NICOLAS LESPAGNOL
J’aime cultiver les contraires. Changeons le référentiel et les contraires s’avèrent vrais. Renversons une photo et parfois le ciel devient eau ou alors le terrain se tient si bien qu’on entre physiquement dans ce paysage. Le ciel en bas surprend au début seulement. Je suis souvent hypnotisé. Une part de mystère doit subsister pour que le regard ait sans cesse à chercher. Le mystère - mot clé pour René Magritte. Sa peinture était d’un style académique mais elle nous tient par les liens abscons de sujets éloignés.

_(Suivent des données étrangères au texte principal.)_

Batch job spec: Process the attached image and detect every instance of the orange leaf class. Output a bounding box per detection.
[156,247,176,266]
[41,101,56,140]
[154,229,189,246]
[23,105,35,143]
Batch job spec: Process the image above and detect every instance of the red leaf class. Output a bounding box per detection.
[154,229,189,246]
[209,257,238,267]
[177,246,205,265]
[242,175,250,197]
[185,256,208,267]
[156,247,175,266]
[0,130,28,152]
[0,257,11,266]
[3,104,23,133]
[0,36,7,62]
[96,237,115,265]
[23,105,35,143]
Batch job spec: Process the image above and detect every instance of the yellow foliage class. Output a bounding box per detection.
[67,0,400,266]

Nous voyons forcément le dessous d’une chaise retournée et pensons qu’elle devrait chuter. Notre cerveau est habitué aux formes manufacturées, il sait leur envers et leur endroit. Mais devant les formes de la nature bien plus nombreuses qui ne sont pas toutes sondées et enregistrées dans notre panoplie d’espaces, il est dérouté. Ces paysages ne montrent pas le dessous des choses mais l’endroit de nouvelles formes. Ils ne tombent pas comme la chaise retournée. Fantastique ! mais pourquoi ? Creusons encore. Une feuille n’a de haut et de bas que le temps d’un instant. Le vent la tourne . N’y a-t-il pas une application du principe d’indétermination quantique qui dit que nous ne connaissons pas en même temps la position et la vitesse d’un atome ? Si l’on entre dans un paysage retourné, c’est qu’il n’y a plus de gravité.
Les jardins suspendus de Babylone étaient en fait des terrasses élevées et non suspendues. Ici la suspension existe vraiment. Je pense que le hors-champ nous aide à accepter l’inversion des paysages. Nous entrons dans ces espaces parce que nous n’avons pas besoin de sonder le hors-champ. L’absence de hors-champ nous aide à esquiver la question. Ces paysages abstraits de gravité, de masse, se rapprochent souvent de ceux des peintres. La matière photographique prend de la légèreté, elle est pelliculable.